他不明白,为什么那些他用生命去守护的人,却像对待敌人一样对待他?
他们的冷漠和指责,比战场上的任何一次攻击都要让他感到痛苦。
他的灵魂在风中颤抖,寻找着一个永远也得不到的答案。
—————结束—————
谢景皓的声音打断了他对过去的回忆:“你怎么哭了?我好像没有说什么特别伤人的话吧?”
矫柔愣了一下,他的手指轻轻触碰到眼角,那里湿润而温热,这才意识到自己在回忆中不知不觉流下了泪水。他深陷在那些痛苦而深刻的记忆中,情感的洪流让他无法抑制地哭泣。
他把泪水擦干,双手环抱在胸前,恢复那一副高傲的样子,就假装刚刚什么也没有发生一样,可是那微红的眼眶却让人看了发酸。
“我才没有哭,眼泪,是这世上最无用的东西,只有弱者才会哭。我不是弱者。”
谢景皓看着突然间升到90%的毁灭值,在心里给他比了一个友好的国际手势,然后可怜巴巴的说:“你刚刚是不是想起了什么不好的事情啊?你可以跟我分享一下的,我有个朋友说,把不好的事情说出来,心里就会好受一些了。”
矫柔眼神晦暗不明的盯着谢景皓,在谢景皓以为等不到回答的时候,破天荒的说:“其实没多大用处,徒增一些悲怜罢了。”
谢景皓心道有戏,立马死皮赖脸的凑上去接着询问:“怎么可以这么说呢?我觉得这方法就挺好的呀!可能是你没有找对分享的人。要不然你跟我说说?说不定我能帮到你呢!”

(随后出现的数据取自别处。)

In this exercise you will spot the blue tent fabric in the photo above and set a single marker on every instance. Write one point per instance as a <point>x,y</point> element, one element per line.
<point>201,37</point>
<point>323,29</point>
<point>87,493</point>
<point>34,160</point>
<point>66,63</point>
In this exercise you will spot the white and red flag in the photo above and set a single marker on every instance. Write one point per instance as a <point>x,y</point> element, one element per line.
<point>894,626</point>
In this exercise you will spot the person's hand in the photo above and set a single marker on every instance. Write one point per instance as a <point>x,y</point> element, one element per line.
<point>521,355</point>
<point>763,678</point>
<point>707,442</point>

矫柔确实是一五一十的给他回答了:“在妖道里,谁的过去多多少少都是痛苦和折磨的,所以说出来也只是徒增一些悲悯,而且跟你分享的话……我怕你这种小白脸接受不了。”
谢景皓心中吐血,被这小白脸三个字给整急眼了,一边观察矫柔的脸色,一边说:“我才不是小白脸!我只是有点胆小而已!而且之前一直跟那两个人不像人鬼不像鬼的东西聊天,搞得我都快神经衰弱了。”

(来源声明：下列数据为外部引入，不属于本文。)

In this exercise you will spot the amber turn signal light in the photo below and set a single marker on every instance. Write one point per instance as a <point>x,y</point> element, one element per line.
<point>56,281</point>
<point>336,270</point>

鸠鹊突然跑过来加入聊天,说:“原来你的脸是被吓白的呀!怪不得二哥要叫你小白脸呢~这脸确实白呀!比小天赐还白!”
有人提到了天赐,谢景皓就免不得左顾右盼的问:“天赐人呢?怎么就这么一会儿的功夫就不见了?你没有看到他吗?我找他还有事呢!”
楸槐略微病态的声音直接开口调侃:“是正常的事吗?黑是说你已经喜欢小天赐,喜欢到迫不及待的想以身相许了?那他可能不喜欢哦~”
宥戈也是一脸了然的拍了拍手,说:“原来是喜欢天赐呀!那感情好,天赐是最容易心软的,如此也不见得不是件活下去的好事情。”